One of the most familiar pieces of advice that aspiring actors hear today is “Write your own material.” The idea is that by creating one’s own scripts will help an actor not only create opportunities for himself or herself, but help that actor develop storytelling skills. One actor who found success by developing his own material is Eastbound & Down star Danny McBride, who tells Rolling Stone that he came to Los Angeles with ambitions to write and direct — not to become one of the funniest comedy actors working today.
McBride reveals that he has a similar story to many dreamers who move to Los Angeles with plans to make it in Hollywood — and he initially ran into the same problems. He recalls “Man, I thought that I’d move to Los Angeles, sell some screenplays, become a director. Then I get there, became a waiter, started working at the Burbank Holiday Inn, was P.A.-ing, ran out of money and didn’t have time to write. I went out there thinking I’d replicate what I was doing in film school. I studied to direct there; I didn’t have anything to do with acting. I was really trying to make that happen, and I quickly learned, so is everybody in that town. I struggled a lot in my early 20s, but looking back on it, I liked how dirty and grimy and dangerous it got. It was living on the edge the whole time.”

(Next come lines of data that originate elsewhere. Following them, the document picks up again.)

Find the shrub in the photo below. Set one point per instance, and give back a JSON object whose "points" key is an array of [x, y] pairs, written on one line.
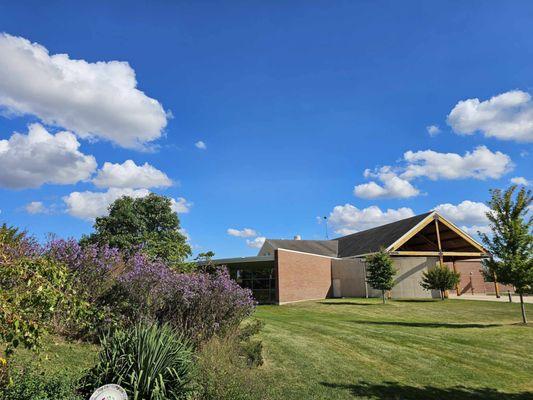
{"points": [[440, 278], [224, 374], [150, 362], [202, 305], [30, 386]]}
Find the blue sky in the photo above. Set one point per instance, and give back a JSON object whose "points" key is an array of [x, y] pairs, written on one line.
{"points": [[292, 100]]}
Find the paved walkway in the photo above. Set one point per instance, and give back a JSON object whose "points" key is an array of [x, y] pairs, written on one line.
{"points": [[504, 297]]}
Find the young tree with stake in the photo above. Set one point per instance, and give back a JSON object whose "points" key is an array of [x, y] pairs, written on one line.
{"points": [[511, 242], [380, 272]]}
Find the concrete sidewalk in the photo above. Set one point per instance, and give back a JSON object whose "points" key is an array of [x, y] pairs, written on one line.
{"points": [[483, 297]]}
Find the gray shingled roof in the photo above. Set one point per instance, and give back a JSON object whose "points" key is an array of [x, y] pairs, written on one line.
{"points": [[322, 247], [359, 243], [372, 240]]}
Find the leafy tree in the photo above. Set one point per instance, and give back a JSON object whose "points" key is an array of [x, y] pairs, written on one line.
{"points": [[147, 223], [440, 278], [380, 272], [511, 242]]}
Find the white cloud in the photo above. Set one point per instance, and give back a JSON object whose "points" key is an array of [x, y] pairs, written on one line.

One reason why McBride didn’t give up on his dream is because he had the support of filmmaker and frequent collaborator David Gordon Green. McBride recalls, “If David thinks I can do this, then I’m not going to waste any time thinking I can’t. I’m just going to go try to deliver what he wants. I found that that came in helpful for everything that happened in my career. Because I went from waiting tables to, six months later, acting with Owen Wilson in Drillbit Taylor, acting with Ben Stiller in The Heartbreak Kid, doing Tropic Thunder with Jack Black, Robert Downey Jr., Tom Cruise. Literally, a year earlier, I was stoned on my couch watching these motherf*****s on my TV. Now I’m being thrown into scenes with them. It was crazy. It really was just a matter of just not getting in your own head about things.”

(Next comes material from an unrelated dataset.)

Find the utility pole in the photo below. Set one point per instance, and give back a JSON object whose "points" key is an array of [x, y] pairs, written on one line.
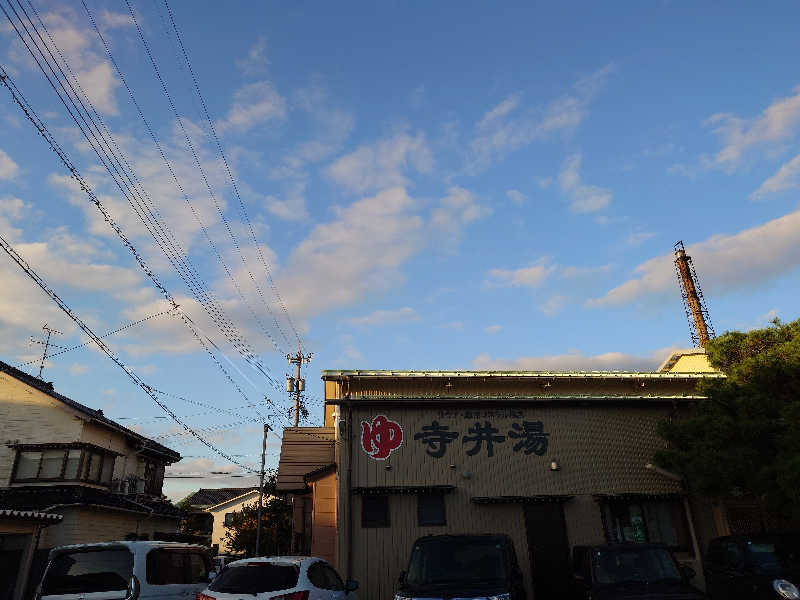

However, McBride still thought of himself as a writer instead of an actor. After his first role in Green’s All the Real Girls, McBride thought he’d go back to writing — until one of his other collaborators, Jody Hill, suggested that he write something to star in. He continues, “I didn’t have any ambitions to do more of it. I just was trying to write and figure out what was next. That’s when Jody was like, ‘Why don’t we write something together for you to act in?’ We felt at the time, just because I was in a movie, maybe that would help us get it made. That was when we started talking about Foot Fist Way. We wrote that script, went back to North Carolina, shot it and our careers took their next step from there.”